Reputation:
This is regarding latest tidyr
release. I am trying pivot_wider
& pivot_longer
function from library(tidyr)
(Update 1.0.0)
I was trying to obtain normal iris dataset when I run below but instead I get nested sort of 3X5 dimension tibble, not sure whats happening (I read https://tidyr.tidyverse.org/articles/pivot.html) but still not sure how to avoid this
library(tidyr)
iris %>% pivot_longer(-Species,values_to = "count") %>%
pivot_wider(names_from = name, values_from = count)
Expected Output: Normal Iris dataset (150 X 5 dimension)
Edit: I read below that if I wrap around unnest() I get expected output.
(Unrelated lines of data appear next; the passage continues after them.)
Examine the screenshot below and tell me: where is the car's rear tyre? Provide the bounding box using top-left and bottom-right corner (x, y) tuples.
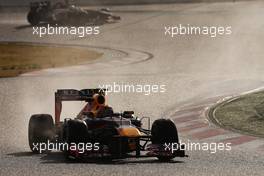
(151, 119), (179, 161)
(28, 114), (54, 153)
(27, 11), (40, 26)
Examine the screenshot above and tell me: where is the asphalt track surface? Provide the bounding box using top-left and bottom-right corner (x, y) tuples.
(0, 1), (264, 176)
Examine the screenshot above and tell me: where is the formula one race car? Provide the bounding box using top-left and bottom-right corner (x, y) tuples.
(28, 89), (186, 161)
(27, 0), (121, 26)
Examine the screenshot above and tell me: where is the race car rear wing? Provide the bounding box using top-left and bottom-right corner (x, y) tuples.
(55, 88), (106, 124)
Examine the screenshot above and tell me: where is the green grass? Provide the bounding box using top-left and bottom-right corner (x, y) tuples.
(214, 91), (264, 137)
(0, 43), (102, 77)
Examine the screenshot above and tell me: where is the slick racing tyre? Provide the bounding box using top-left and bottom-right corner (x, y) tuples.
(151, 119), (179, 161)
(28, 114), (54, 153)
(27, 11), (40, 26)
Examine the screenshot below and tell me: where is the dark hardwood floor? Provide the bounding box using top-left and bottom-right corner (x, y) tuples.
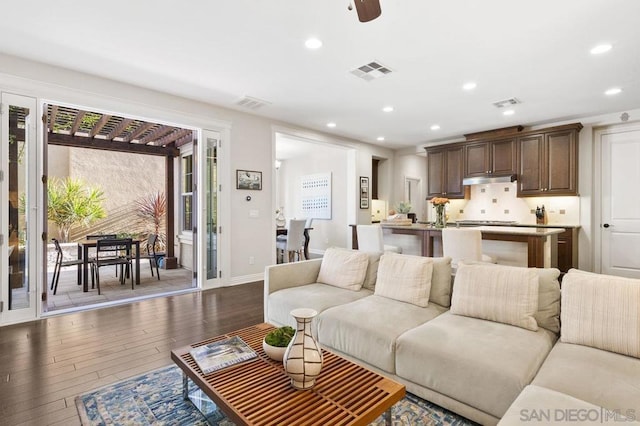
(0, 281), (263, 426)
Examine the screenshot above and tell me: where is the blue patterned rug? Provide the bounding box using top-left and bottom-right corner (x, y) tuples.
(76, 366), (475, 426)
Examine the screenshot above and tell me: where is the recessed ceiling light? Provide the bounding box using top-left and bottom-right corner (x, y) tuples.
(589, 43), (613, 55)
(304, 37), (322, 49)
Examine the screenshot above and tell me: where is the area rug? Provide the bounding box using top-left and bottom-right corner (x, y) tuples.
(76, 366), (475, 426)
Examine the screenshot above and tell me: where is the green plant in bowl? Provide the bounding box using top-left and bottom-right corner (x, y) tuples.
(262, 325), (296, 361)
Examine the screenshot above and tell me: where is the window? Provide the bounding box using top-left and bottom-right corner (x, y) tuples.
(180, 153), (193, 232)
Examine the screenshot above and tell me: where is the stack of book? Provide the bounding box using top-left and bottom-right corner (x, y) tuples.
(190, 336), (258, 374)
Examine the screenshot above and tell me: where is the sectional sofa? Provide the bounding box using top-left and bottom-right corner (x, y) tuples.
(264, 248), (640, 424)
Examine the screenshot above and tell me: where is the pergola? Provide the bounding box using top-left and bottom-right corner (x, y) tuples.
(43, 105), (196, 268)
I am not able to understand why to unnest it when we did not nest it anywhere. Any basic help would be appreciated. Want to understand the concept of what went wrong.
Upvotes: 6
Views: 6102
Reputation: 47340
pivot_wider()
, unlike nest()
, allows us to aggregate multiple values when the rows are not given a unique identifier.
The default is to use list
to aggregate and to be verbose about it.
To expand the output we could use unnest()
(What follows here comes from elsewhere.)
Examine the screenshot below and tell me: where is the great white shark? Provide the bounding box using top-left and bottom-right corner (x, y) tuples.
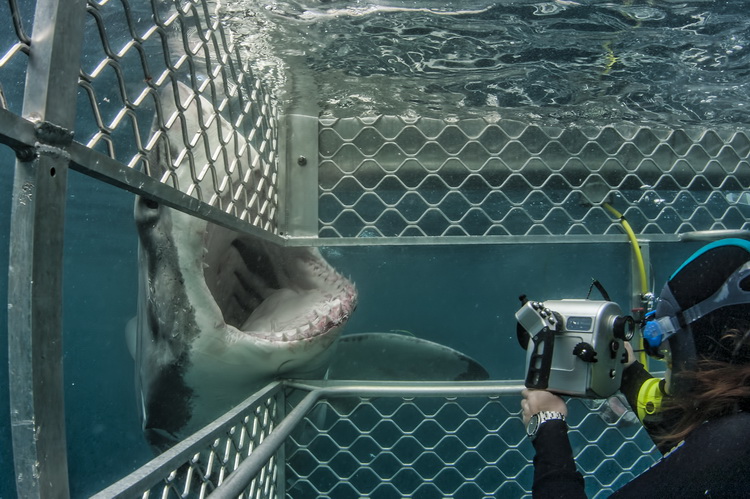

as already suggested but it's more idiomatic to use unchop()
because we're not trying to expand a horizontal dimensionality in the nested values.
So to sum it all up to get back your initial data (except it'll be a tibble) you can do:
library(tidyr)
iris %>%
pivot_longer(-Species,values_to = "count") %>%
print() %>%
pivot_wider(names_from = name,
values_from = count,
values_fn = list(count=list)) %>%
print() %>%
unchop(everything()) %>%
print() %>%
all.equal(iris)
#> # A tibble: 600 x 3
#> Species name count
#> <fct> <chr> <dbl>
#> 1 setosa Sepal.Length 5.1
#> 2 setosa Sepal.Width 3.5
#> 3 setosa Petal.Length 1.4
#> 4 setosa Petal.Width 0.2
#> 5 setosa Sepal.Length 4.9
#> 6 setosa Sepal.Width 3
#> 7 setosa Petal.Length 1.4
#> 8 setosa Petal.Width 0.2
#> 9 setosa Sepal.Length 4.7
#> 10 setosa Sepal.Width 3.2
#> # ... with 590 more rows
#> # A tibble: 3 x 5
#> Species Sepal.Length Sepal.Width Petal.Length Petal.Width
#> <fct> <list<dbl>> <list<dbl>> <list<dbl>> <list<dbl>>
#> 1 setosa [50] [50] [50] [50]
#> 2 versicolor [50] [50] [50] [50]
#> 3 virginica [50] [50] [50] [50]
#> # A tibble: 150 x 5
#> Species Sepal.Length Sepal.Width Petal.Length Petal.Width
#> <fct> <dbl> <dbl> <dbl> <dbl>
#> 1 setosa 5.1 3.5 1.4 0.2
#> 2 setosa 4.9 3 1.4 0.2
#> 3 setosa 4.7 3.2 1.3 0.2
#> 4 setosa 4.6 3.1 1.5 0.2
#> 5 setosa 5 3.6 1.4 0.2
#> 6 setosa 5.4 3.9 1.7 0.4
#> 7 setosa 4.6 3.4 1.4 0.3
#> 8 setosa 5 3.4 1.5 0.2
#> 9 setosa 4.4 2.9 1.4 0.2
#> 10 setosa 4.9 3.1 1.5 0.1
#> # ... with 140 more rows
#> [1] TRUE
Created on 2019-09-15 by the reprex package (v0.3.0)
Upvotes: 4
Reputation:
As I learnt from Akrun & other helpful friends & post (Not a bug or anything)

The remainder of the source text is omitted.